While this plot illustrates again relatively intuitive data (those who swing more at pitches in the zone tend to also swing more at pitches out of it), it serves primarily as an intermediate step to observing two extremes: players with the widest and slimmest gaps between swing rates across pitches inside and outside the strike zone.

Below is a table populated by those players whose swing rates are closest across balls and strikes, i.e. those who do not discriminate so much based on the traditional strike zone.
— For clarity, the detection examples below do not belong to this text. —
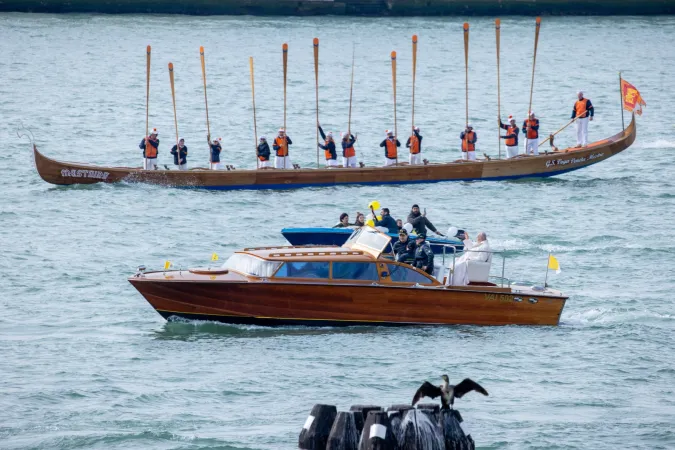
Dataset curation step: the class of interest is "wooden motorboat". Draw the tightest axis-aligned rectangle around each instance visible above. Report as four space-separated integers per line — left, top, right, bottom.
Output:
281 227 464 254
129 227 567 326
33 117 636 189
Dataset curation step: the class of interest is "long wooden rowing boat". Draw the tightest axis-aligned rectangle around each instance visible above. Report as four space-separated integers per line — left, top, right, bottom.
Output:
33 116 636 190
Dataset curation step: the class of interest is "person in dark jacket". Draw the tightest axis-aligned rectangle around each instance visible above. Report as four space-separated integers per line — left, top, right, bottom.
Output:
171 138 187 170
318 125 337 167
373 208 398 233
255 136 272 169
138 128 159 170
207 138 223 170
394 230 417 264
333 213 351 228
408 205 444 236
414 234 434 275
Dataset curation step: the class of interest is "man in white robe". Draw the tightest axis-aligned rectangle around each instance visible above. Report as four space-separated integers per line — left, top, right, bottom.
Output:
445 232 490 286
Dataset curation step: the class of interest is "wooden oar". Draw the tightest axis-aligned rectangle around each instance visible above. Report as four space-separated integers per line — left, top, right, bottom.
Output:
464 22 469 125
145 45 152 139
248 56 260 168
537 111 588 147
281 44 288 169
391 52 398 165
527 17 541 117
169 63 180 155
314 38 319 169
495 19 502 159
412 34 417 133
347 44 356 135
199 47 213 169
Gary Sanchez, this table’s leader, swings at pitches outside the zone just 20% less often than pitches inside the zone. These 15 players all swing at pitches outside of the zone at least 31% less often than pitches in the zone. Remember, the average difference is nearly 39%. Their cumulative swing percentages are pretty typical too. Altogether, these batters swing at 46.47% of pitches while qualifying batters swing at 47.34%.  Still, a few swing very little (see David Fletcher, Brett Gardner, and Daniel Vogelbach).

Now, let’s look at those players whose swing choices really adhere to the strike zone.

The top three on this board, George Springer, Freddie Freeman, and Khris Davis, swing at pitches in the zone greater than 50% more often than those outside of it. That is rather incredible. These hitters force pitchers to come to them and are generally unwilling to expand their strike zones. While the first table of hitters more readily blurs their strike zones in search of pitches to hit, this second cohort more often hunts for obvious strikes.

Here’s the final, less anticipated, point. The strike zone-disregarding “free swingers”, remember, swing at 46.47% of pitches. I, at least, was surprised to find that the “zone-adherents”, on the other hand, swing at pitches roughly 1.5% more often: 47.92%. Figure 1, which illustrates a negative relationship between swing percentage and contact percentage, holds up here. Figure 2’s  correlation, however, does not. It turns out, those “free swingers” who don’t discriminate between strikes and balls so much, swing less often and additionally make contact more often, 5% more often.  

Given the correlative relationship between pitches in-zone and contact rate (Figure 2), it is counterintuitive to see such a divide between those two groups: those who fastidiously wait for pitches inside the zone and those who will swing at a disproportionately high number of pitches outside of it. 

As mentioned above, this line of inquiry is a relatively limited one. At a glance, there looks to be a lot of differences between the players of these extremes than simply their Z-Swing% – O-Swing% (Springer, Freeman, and Davis are decidedly different types of players than Sanchez, Jose Iglesias, and Alberto, for instance). Still, it’s a good example of how baseball constantly wrinkles our expectations.